ONE STATE WIVES: Dr Cindy Killion and wife Beth enjoy the Wellington cafe scene. The couple hopes that one day soon their marriage will be recognised in all of the United States of America.
Gays and lesbians have it pretty easy in New Zealand, a visiting academic from the USA says.
Winona State University professor Dr Cindy Killion, a journalism lecturer, is currently visiting Wellington with her wife Beth to gain insight into New Zealand’s culture and media industry.
She says New Zealand’s same-sex marriage laws are far ahead of the USA where often the states play tug-of-war with the federal government and it can feel like the movement is “going backwards”.
“Thanks to the republicans” – Killion adds.
This didn’t stop her and Beth from getting married, though – they hopped over the border from Wisconsin to Minnesota the first day same-sex marriage became legal.
But Wisconsin will not recognise their marriage.
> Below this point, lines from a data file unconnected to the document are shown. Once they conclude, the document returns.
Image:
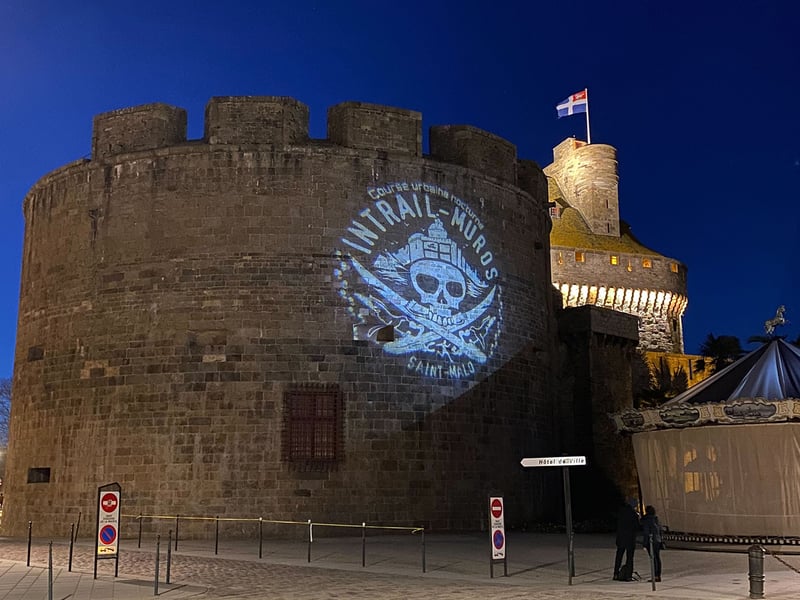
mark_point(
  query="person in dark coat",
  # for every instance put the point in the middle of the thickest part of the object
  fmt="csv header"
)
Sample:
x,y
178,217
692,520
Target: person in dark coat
x,y
651,532
627,528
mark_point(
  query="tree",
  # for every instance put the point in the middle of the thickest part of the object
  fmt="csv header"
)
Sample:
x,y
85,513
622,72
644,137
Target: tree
x,y
657,384
723,351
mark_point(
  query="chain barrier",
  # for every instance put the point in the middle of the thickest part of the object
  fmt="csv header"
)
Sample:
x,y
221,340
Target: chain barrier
x,y
780,560
412,530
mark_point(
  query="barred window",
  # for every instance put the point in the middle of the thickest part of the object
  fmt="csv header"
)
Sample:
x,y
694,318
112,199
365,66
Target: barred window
x,y
312,425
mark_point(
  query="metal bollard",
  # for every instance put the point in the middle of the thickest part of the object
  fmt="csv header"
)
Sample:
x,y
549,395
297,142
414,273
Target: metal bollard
x,y
756,575
158,557
50,572
71,544
169,555
30,534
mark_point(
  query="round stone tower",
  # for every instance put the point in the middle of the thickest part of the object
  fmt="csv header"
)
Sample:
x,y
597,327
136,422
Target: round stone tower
x,y
596,260
259,324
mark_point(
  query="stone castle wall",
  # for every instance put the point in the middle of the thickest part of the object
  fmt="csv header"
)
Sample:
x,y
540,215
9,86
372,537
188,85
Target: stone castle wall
x,y
173,293
656,294
601,272
587,175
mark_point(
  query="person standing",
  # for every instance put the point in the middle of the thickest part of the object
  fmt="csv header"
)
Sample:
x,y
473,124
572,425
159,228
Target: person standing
x,y
627,528
651,538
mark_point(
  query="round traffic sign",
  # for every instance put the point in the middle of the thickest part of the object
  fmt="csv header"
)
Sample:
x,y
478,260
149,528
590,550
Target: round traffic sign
x,y
108,534
498,539
109,502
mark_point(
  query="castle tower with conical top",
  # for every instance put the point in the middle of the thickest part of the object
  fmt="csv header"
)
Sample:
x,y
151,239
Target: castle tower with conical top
x,y
596,260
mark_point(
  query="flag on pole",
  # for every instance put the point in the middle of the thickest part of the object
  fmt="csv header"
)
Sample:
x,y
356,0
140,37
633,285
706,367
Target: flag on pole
x,y
574,104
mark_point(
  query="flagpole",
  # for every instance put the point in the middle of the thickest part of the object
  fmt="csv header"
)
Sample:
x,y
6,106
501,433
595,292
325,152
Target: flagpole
x,y
588,131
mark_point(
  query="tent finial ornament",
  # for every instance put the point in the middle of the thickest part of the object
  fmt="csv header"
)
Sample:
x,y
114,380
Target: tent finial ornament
x,y
776,321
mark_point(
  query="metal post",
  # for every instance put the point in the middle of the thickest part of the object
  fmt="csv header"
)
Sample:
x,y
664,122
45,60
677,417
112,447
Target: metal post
x,y
71,544
652,562
169,555
568,514
423,550
50,572
260,535
756,560
158,556
310,539
30,528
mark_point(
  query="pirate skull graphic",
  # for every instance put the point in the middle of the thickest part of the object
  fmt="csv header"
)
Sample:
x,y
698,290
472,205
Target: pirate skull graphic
x,y
441,286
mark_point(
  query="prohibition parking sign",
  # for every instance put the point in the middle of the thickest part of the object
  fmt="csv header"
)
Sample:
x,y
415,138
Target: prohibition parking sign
x,y
109,501
108,534
107,523
498,528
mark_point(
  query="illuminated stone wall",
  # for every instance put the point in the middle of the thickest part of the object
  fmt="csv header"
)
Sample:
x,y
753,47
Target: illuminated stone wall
x,y
173,292
597,261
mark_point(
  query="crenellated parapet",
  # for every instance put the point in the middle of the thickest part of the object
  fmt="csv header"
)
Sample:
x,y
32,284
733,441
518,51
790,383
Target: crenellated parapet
x,y
475,149
193,296
138,128
282,122
277,120
374,127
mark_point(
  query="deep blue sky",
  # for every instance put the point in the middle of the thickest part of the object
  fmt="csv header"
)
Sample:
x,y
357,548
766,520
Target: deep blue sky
x,y
700,99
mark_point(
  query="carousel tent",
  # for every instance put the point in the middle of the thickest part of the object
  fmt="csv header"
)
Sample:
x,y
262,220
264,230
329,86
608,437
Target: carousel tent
x,y
723,458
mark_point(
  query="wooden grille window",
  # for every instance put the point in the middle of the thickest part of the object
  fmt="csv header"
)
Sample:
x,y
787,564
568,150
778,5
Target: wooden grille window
x,y
312,425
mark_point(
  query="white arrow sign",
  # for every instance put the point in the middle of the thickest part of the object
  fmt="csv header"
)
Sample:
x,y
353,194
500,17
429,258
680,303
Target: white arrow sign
x,y
554,461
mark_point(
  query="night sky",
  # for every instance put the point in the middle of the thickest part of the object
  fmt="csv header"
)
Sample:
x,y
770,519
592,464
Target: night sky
x,y
699,98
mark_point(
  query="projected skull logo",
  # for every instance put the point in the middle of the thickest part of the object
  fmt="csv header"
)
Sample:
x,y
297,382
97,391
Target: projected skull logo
x,y
444,313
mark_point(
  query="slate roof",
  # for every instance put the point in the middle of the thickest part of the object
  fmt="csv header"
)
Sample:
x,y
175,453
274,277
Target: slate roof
x,y
772,372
“When we go across the river we’re married and when we go back we’re not.
“We’re still fighting the battle.”
And Killion is prepared to fight.
She is the President of the 7 rivers LGBT centre, running workshops and facilitating meetings and events for members of the LGBT community, as well as being a tough administrator – “refer to me as a bulldozer”.
The centre, in its tenth year, has a strong youth group of around 25 young people which Killion is particularly proud of.
“I’ve had parents say to me: You’ve saved my child’s life.”
LGBT youth are vulnerable in the US says Killion and she hopes the youth group is able to provide support for them.
“Our goal is to end their isolation.”
Killion says despite sometimes feeling alone on the frontline, she is “willing to be the token lesbian” and continue to be a LGBT campaigner, but she advises fellow activists not to burn out.
“We need to have more fun.”
The couple will head up to Auckland soon to meet with local LGBT groups before continuing their travels in NZ.